Package 'vibrrt'

Title: An R Wrapper for 'Vibrato'
Description: An R wrapper for 'Vibrato', Viterbi-based accelerated tokenizer.
Authors: Akiru Kato [aut, cre]
Maintainer: Akiru Kato <[email protected]>
License: MIT + file LICENSE
Version: 0.1.0
Built: 2025-01-19 05:20:01 UTC
Source: https://github.com/paithiov909/vibrrt

Help Index


Create a list of tokens

Description

Create a list of tokens

Usage

as_tokens(
  tbl,
  token_field = "token",
  pos_field = get_dict_features()[1],
  nm = NULL
)

Arguments

tbl

A tibble of tokens out of tokenize().

token_field

<data-masked> Column containing tokens.

pos_field

Column containing features that will be kept as the names of tokens. If you don't need them, give a NULL for this argument.

nm

Names of returned list. If left with NULL, "doc_id" field of tbl is used instead.

Value

A named list of tokens.


Bind importance of bigrams

Description

Calculates and binds the importance of bigrams and their synergistic average.

Usage

bind_lr(tbl, term = "token", lr_mode = c("n", "dn"), avg_rate = 1)

Arguments

tbl

A tidy text dataset.

term

<data-masked> Column containing terms.

lr_mode

Method for computing 'FL' and 'FR' values. n is equivalent to 'LN' and 'RN', and dn is equivalent to 'LDN' and 'RDN'.

avg_rate

Weight of the 'LR' value.

Details

The 'LR' value is the synergistic average of bigram importance that based on the words and their positions (left or right side).

Value

A data.frame.

See Also

doi:10.5715/jnlp.10.27


Bind term frequency and inverse document frequency

Description

Calculates and binds the term frequency, inverse document frequency, and TF-IDF of the dataset.

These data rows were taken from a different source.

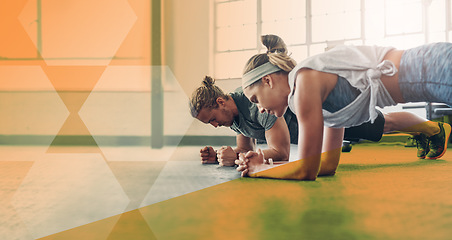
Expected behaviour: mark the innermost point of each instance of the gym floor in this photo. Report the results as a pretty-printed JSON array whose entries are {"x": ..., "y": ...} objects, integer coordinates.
[{"x": 379, "y": 192}]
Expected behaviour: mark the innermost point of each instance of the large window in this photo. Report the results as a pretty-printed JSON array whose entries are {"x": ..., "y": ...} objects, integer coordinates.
[{"x": 310, "y": 26}]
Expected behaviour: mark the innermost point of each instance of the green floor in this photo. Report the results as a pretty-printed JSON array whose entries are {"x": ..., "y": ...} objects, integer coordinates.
[{"x": 379, "y": 192}]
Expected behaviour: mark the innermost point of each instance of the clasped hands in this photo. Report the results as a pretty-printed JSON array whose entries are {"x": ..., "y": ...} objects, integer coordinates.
[
  {"x": 248, "y": 163},
  {"x": 225, "y": 156}
]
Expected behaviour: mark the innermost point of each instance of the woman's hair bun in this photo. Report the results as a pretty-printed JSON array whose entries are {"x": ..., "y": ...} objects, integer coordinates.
[{"x": 208, "y": 81}]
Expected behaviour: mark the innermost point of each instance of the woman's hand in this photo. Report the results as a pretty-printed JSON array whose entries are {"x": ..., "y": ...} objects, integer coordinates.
[
  {"x": 226, "y": 156},
  {"x": 208, "y": 155},
  {"x": 251, "y": 163}
]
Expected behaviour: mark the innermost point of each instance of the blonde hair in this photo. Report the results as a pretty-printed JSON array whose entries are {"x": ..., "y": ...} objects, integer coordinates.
[
  {"x": 276, "y": 54},
  {"x": 206, "y": 96}
]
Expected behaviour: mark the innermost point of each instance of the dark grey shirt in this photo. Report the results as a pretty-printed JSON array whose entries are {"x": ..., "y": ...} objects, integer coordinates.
[{"x": 252, "y": 123}]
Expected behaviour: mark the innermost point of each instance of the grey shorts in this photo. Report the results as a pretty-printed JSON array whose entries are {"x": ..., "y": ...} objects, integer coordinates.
[{"x": 425, "y": 73}]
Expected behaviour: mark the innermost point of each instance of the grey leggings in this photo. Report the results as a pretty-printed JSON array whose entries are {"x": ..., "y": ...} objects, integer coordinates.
[{"x": 425, "y": 73}]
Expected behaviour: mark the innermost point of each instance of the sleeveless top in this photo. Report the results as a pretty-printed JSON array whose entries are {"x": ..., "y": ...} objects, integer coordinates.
[{"x": 362, "y": 67}]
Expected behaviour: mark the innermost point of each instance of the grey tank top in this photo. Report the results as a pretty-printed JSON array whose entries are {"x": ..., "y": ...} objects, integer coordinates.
[{"x": 341, "y": 95}]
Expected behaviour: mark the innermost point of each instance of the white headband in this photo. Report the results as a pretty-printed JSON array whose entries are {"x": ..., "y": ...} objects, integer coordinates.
[{"x": 257, "y": 73}]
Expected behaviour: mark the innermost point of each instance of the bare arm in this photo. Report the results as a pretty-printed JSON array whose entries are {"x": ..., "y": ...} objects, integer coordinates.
[
  {"x": 244, "y": 144},
  {"x": 278, "y": 141}
]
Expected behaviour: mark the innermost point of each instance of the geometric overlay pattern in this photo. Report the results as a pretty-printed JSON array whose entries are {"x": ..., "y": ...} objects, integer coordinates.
[{"x": 79, "y": 71}]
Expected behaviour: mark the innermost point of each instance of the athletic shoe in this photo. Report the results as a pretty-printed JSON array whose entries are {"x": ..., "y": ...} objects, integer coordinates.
[
  {"x": 438, "y": 142},
  {"x": 421, "y": 144}
]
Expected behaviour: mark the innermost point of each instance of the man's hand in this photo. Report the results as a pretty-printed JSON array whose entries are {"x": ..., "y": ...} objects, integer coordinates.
[
  {"x": 226, "y": 156},
  {"x": 208, "y": 155}
]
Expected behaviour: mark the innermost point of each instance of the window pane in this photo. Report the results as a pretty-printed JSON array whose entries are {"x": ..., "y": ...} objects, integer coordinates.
[
  {"x": 437, "y": 16},
  {"x": 231, "y": 64},
  {"x": 235, "y": 13},
  {"x": 336, "y": 26},
  {"x": 236, "y": 37},
  {"x": 291, "y": 31},
  {"x": 437, "y": 37},
  {"x": 322, "y": 7},
  {"x": 298, "y": 53},
  {"x": 315, "y": 49},
  {"x": 403, "y": 16},
  {"x": 283, "y": 9},
  {"x": 406, "y": 41},
  {"x": 374, "y": 19}
]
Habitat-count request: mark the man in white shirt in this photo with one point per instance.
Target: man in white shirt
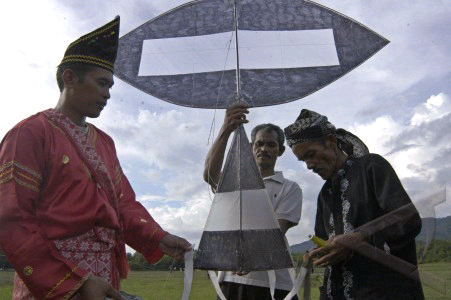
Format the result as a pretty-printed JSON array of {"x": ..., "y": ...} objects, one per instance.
[{"x": 285, "y": 195}]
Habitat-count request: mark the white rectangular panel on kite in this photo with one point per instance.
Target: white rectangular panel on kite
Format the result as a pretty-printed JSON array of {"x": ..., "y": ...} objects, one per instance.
[{"x": 258, "y": 50}]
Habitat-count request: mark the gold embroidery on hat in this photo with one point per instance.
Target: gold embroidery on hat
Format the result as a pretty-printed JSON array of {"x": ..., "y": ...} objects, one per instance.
[
  {"x": 65, "y": 159},
  {"x": 28, "y": 270}
]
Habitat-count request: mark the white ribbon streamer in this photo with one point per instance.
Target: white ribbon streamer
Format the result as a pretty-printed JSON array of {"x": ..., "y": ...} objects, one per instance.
[
  {"x": 188, "y": 274},
  {"x": 214, "y": 280}
]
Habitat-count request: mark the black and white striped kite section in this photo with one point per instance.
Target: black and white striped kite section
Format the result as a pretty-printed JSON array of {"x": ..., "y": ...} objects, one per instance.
[{"x": 286, "y": 51}]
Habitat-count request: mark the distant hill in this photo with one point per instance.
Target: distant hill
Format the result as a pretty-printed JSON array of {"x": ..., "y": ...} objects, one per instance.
[
  {"x": 442, "y": 228},
  {"x": 442, "y": 232}
]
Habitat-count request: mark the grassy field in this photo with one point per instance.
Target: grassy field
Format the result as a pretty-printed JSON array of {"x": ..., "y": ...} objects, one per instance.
[{"x": 159, "y": 285}]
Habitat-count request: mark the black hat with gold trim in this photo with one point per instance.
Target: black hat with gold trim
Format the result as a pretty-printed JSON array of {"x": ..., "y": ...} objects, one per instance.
[{"x": 98, "y": 48}]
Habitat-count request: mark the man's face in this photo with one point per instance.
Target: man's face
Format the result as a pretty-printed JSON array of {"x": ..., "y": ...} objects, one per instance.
[
  {"x": 319, "y": 157},
  {"x": 266, "y": 148},
  {"x": 90, "y": 97}
]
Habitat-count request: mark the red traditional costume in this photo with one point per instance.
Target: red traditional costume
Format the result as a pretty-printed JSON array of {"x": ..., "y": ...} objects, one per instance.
[{"x": 66, "y": 208}]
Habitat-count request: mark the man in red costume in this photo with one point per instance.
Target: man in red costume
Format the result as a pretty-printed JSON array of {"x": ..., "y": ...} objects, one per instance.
[{"x": 66, "y": 208}]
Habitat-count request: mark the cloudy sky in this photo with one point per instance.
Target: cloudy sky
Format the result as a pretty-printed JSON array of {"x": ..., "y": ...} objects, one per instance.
[{"x": 398, "y": 103}]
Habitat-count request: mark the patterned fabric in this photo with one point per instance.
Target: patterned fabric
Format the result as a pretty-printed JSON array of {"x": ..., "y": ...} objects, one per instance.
[
  {"x": 87, "y": 148},
  {"x": 98, "y": 48},
  {"x": 310, "y": 126},
  {"x": 364, "y": 190},
  {"x": 98, "y": 168},
  {"x": 22, "y": 175},
  {"x": 92, "y": 251},
  {"x": 347, "y": 228}
]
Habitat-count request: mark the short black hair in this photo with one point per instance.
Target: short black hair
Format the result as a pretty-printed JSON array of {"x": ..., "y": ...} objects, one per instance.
[
  {"x": 79, "y": 69},
  {"x": 268, "y": 127}
]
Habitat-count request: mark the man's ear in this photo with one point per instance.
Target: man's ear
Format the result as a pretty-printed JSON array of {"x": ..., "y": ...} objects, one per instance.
[
  {"x": 281, "y": 150},
  {"x": 69, "y": 78}
]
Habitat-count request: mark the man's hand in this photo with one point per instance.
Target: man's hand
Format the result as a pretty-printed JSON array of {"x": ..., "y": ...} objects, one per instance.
[
  {"x": 338, "y": 249},
  {"x": 96, "y": 288},
  {"x": 174, "y": 246},
  {"x": 235, "y": 116}
]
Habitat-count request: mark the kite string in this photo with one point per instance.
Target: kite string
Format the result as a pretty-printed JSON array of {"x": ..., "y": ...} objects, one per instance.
[{"x": 213, "y": 122}]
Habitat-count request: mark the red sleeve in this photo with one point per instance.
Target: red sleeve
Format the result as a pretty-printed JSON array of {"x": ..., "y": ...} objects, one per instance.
[
  {"x": 141, "y": 231},
  {"x": 22, "y": 174}
]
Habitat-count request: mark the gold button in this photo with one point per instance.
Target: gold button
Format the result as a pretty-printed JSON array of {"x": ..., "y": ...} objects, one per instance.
[
  {"x": 28, "y": 270},
  {"x": 65, "y": 159}
]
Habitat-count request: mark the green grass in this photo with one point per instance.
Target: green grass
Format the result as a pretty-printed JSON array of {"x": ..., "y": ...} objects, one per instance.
[{"x": 162, "y": 285}]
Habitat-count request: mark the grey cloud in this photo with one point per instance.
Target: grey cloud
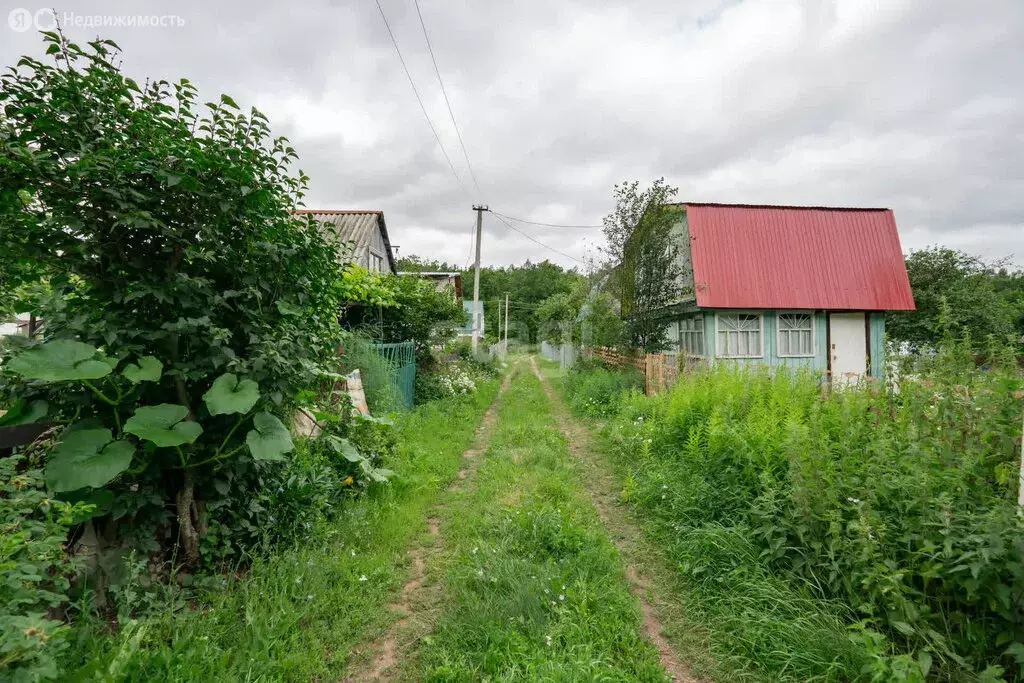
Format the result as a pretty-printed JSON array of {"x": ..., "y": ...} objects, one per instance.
[{"x": 914, "y": 104}]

This function experimentally supports 4 types of term frequencies and 5 types of inverse document frequencies.

Usage

bind_tf_idf2(
  tbl,
  term = "token",
  document = "doc_id",
  n = "n",
  tf = c("tf", "tf2", "tf3", "itf"),
  idf = c("idf", "idf2", "idf3", "idf4", "df"),
  norm = FALSE,
  rmecab_compat = TRUE
)

Arguments

tbl

A tidy text dataset.

term

<data-masked> Column containing terms.

document

<data-masked> Column containing document IDs.

n

<data-masked> Column containing document-term counts.

tf

Method for computing term frequency.

idf

Method for computing inverse document frequency.

norm

Logical; If passed as TRUE, TF-IDF values are normalized being divided with L2 norms.

rmecab_compat

Logical; If passed as TRUE, computes values while taking care of compatibility with 'RMeCab'. Note that 'RMeCab' always computes IDF values using term frequency rather than raw term counts, and thus TF-IDF values may be doubly affected by term frequency.

Details

Types of term frequency can be switched with tf argument:

  • tf is term frequency (not raw count of terms).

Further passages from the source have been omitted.